Труп стоял за окном, держась руками за прутья решётки, и сверлил взглядом Блохина. Тот не поддался общей панике, а выпучив глаза, созерцал неповторимое в своём роде аномальное явление – двигающегося и говорящего мёртвого человека.
– Марш в камеру! – рявкнул Стародубцев.
– А ты на кладбище! – криком на крик, млея от страха, ответил Блоха и лейтенанту. – Вспоминай, родимый, когда вы полканов хоронили, ведь где-то ж я видел эту мерзкую харю.
Саладзе начисто забыл русский язык, с трудом разлепил губы и понёс какую-то тарабарщину.
Блоха попятился к стене, сунув руку в карман, стараясь держать в поле зрения обоих ментов – мёртвого и сумасшедшего.
Стародубцев некоторое время слушал жалкий лепет лейтенанта, а потом рявкнул:
– Пьян?
К Саладзе вернулся дар нормальной речи:
– Никак нет.
– А что плетёшь? Значит так, лейтенант – задержанных в камеру, а отдел поднять по тревоге. У первого секретаря райкома партии товарища Ручнёва похищен очень важный предмет, его надо срочно найти.
Дежурный вневедомственной охраны обратил беспомощный взгляд к Блохину – может, у него опять проблемы с русским, и он чего-то не понимает.
– Это у вас, жмуриков, игра такая на кладбище? – вмешался Блохин. – В секретарей, райкомы, социализм. Окстись, полковник, страной буржуи правят.
– Как буржуи? – удивился Стародубцев.
Очень ему не хотелось беседовать с заключённым, но лейтенант, судя по всему, маловменяем, а этот малый – ничего, держится и говорит толково, вот только что….
– Как буржуи?
– Да просто очень – захватили власть, поделили богатства и живут припеваючи, а ваши долбаные органы их охраняют.

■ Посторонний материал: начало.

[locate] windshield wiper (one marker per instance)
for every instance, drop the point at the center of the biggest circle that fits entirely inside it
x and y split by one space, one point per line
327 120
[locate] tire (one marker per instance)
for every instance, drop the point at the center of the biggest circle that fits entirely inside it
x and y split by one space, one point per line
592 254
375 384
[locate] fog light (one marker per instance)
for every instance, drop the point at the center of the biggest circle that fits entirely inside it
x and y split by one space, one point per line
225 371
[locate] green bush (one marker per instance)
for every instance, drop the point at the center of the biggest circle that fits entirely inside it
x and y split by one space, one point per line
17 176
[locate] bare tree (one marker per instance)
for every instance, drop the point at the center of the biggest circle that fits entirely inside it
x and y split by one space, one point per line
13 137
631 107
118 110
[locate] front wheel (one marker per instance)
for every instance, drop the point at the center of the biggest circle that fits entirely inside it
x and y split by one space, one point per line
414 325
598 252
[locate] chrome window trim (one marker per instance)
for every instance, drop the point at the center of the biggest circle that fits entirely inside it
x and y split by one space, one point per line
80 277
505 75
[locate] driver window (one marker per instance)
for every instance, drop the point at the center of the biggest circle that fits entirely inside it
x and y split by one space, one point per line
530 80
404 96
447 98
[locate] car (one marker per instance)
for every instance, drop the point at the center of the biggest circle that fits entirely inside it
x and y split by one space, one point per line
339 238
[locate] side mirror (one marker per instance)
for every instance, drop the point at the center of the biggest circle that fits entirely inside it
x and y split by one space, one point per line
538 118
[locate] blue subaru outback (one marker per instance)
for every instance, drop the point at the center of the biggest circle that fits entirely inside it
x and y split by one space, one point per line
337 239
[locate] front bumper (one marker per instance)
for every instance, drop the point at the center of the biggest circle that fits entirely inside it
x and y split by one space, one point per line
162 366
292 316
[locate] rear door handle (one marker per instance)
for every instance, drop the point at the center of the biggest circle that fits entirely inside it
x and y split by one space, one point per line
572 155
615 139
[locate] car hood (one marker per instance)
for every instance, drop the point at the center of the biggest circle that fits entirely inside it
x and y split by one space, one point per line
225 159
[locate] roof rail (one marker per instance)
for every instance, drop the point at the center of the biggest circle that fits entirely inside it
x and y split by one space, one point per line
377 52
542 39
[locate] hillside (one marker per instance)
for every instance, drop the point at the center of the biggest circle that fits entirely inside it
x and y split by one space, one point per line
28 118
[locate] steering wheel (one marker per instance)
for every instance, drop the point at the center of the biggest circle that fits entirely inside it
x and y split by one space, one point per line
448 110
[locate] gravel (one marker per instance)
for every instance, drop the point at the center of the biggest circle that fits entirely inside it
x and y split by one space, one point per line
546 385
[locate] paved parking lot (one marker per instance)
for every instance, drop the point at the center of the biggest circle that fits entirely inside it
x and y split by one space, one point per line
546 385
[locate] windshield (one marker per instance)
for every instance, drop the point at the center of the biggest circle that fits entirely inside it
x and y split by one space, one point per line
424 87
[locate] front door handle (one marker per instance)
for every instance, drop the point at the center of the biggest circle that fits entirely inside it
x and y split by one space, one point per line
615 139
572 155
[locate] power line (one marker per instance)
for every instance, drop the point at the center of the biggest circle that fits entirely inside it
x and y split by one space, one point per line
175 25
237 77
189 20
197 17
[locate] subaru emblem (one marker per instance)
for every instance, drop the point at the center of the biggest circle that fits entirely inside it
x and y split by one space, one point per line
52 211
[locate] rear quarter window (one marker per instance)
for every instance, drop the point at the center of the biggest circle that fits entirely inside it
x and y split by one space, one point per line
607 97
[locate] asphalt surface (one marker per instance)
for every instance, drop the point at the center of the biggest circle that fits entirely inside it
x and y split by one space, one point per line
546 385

Новость до глубин сгнившего тела поразила Стародубцева.
– А партия?
– Сама разбежалась.
– КГБ, МВД?
– Контору закрыли, а менты сплошь поганцы да засранцы, как были, так и есть – к любой власти приноровятся.
– Народ?
– Обманули народ сладкими речами да западной мишурой. Сначала Горбатый, потом Беспалый – одни уроды во власти, вот и довели Россию. Раньше Западу кулаком грозили, а теперь туда с протянутой рукой. Вот так, полкан. Живём хуже эфиопов, а тут ты нарисовался – людей булгачишь. Шёл бы к себе на мазарки, а?
Услышанное настолько поразило Стародубцева, что он почувствовал сбои в работе головного мозга – никак не мог сосредоточиться, осмыслить и понять, как такое могло произойти. Наверное, Владимир Иванович, самый умный из экспериментаторов, мог бы что-нибудь прояснить. Стародубцев, как настоящий полковник, не привык долго колебаться и принял решение.